Brad Garlinghouse, the CEO of San Francisco based startup Ripple, has focused a lot of his efforts in the past to defend the cryptocurrency his company made, XRP. Many critics pointed out in the past that XRP is a heavily centralized cryptocurrency, mostly due to the way its validator network is structured and due to the fact that Ripple still owns a massive chunk of XRP’s supply.

Garlinghouse held a “end of the year AMA” recently during which he addressed the criticism and explained that XRP is in fact decentralized. Explaining that Ripple’s stance on XRP being decentralized has been known years back, he added that people will spread “FUD” rather than taking their time to research the project and the cryptocurrency.

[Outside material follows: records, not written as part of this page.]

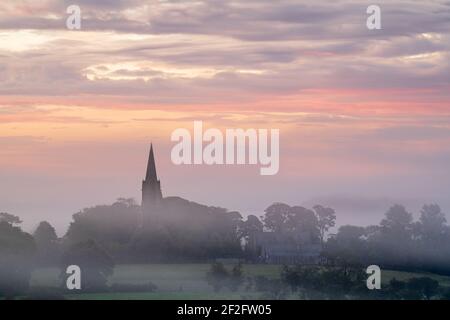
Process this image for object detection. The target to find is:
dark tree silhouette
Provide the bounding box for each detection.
[0,219,36,298]
[33,221,60,266]
[61,240,114,291]
[313,205,336,246]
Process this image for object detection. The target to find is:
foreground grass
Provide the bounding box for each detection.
[31,264,450,300]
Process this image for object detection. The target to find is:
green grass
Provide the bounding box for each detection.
[31,264,450,300]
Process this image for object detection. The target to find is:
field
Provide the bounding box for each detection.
[31,264,450,300]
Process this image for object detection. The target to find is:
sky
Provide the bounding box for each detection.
[0,0,450,233]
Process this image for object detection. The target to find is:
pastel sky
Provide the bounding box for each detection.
[0,0,450,232]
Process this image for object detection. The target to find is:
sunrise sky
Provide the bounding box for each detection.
[0,0,450,232]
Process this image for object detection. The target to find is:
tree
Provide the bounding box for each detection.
[284,206,320,243]
[313,205,336,246]
[33,221,60,266]
[0,212,22,225]
[239,215,264,258]
[0,220,36,298]
[418,204,448,242]
[61,240,114,291]
[228,263,243,292]
[380,204,413,236]
[206,262,229,292]
[263,203,291,232]
[33,221,58,244]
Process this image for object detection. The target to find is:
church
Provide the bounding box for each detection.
[141,144,162,213]
[141,144,320,264]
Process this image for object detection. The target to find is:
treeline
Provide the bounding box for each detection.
[323,204,450,275]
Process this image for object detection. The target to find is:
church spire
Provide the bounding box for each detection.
[145,143,158,181]
[142,144,162,213]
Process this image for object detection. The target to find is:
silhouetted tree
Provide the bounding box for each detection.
[0,219,36,298]
[313,205,336,246]
[33,221,60,266]
[262,203,291,232]
[418,204,449,243]
[206,262,229,292]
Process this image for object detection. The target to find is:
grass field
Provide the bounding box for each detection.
[31,264,450,300]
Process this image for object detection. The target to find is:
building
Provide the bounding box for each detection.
[142,144,162,213]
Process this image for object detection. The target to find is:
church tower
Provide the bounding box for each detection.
[142,144,162,212]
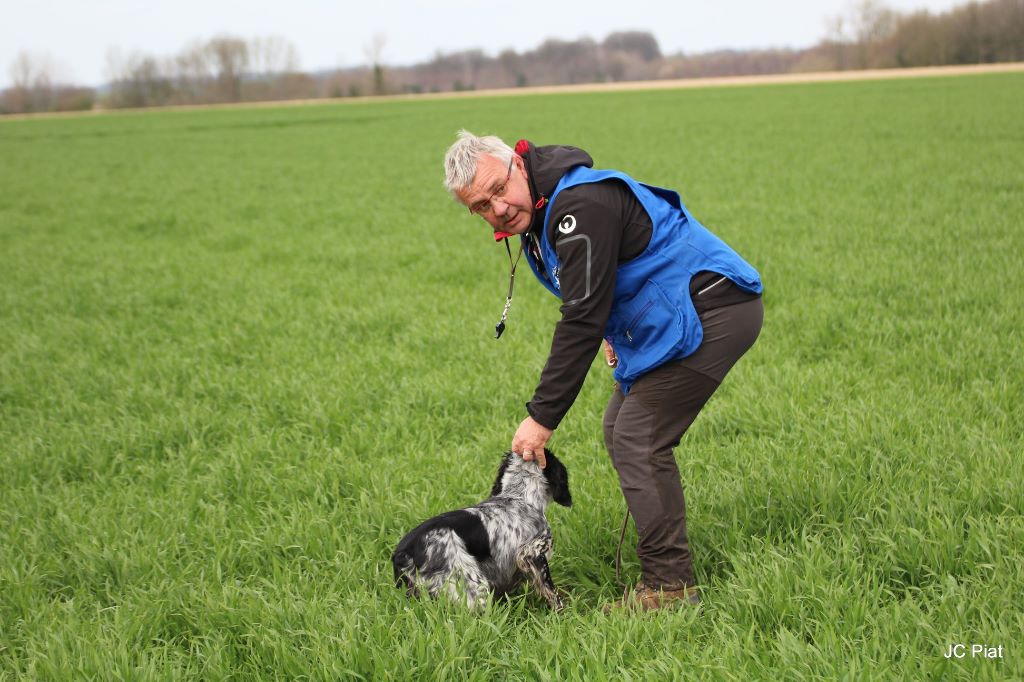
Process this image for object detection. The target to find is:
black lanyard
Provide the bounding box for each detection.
[495,237,522,339]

Ripple’s main man went on to explain that Ripple currently runs only seven chain validators, which amounts to around 4% of all public validation of the XRP blockchain. While this may be true, there are reports claiming that Ripple delegated validation rights to these “independent” validators themselves, which kind of dampens his decentralization argument. Nevertheless, in his well-known XRP-maximalist tone Garlinghouse took a swipe at the two remaining members of the crypto top 3:

“By almost any measures now, the XRP Ledger is more decentralized than the Bitcoin ledger or Ethereum ledger, where you have a very small number of miners controlling you know well past 50% of mining power.”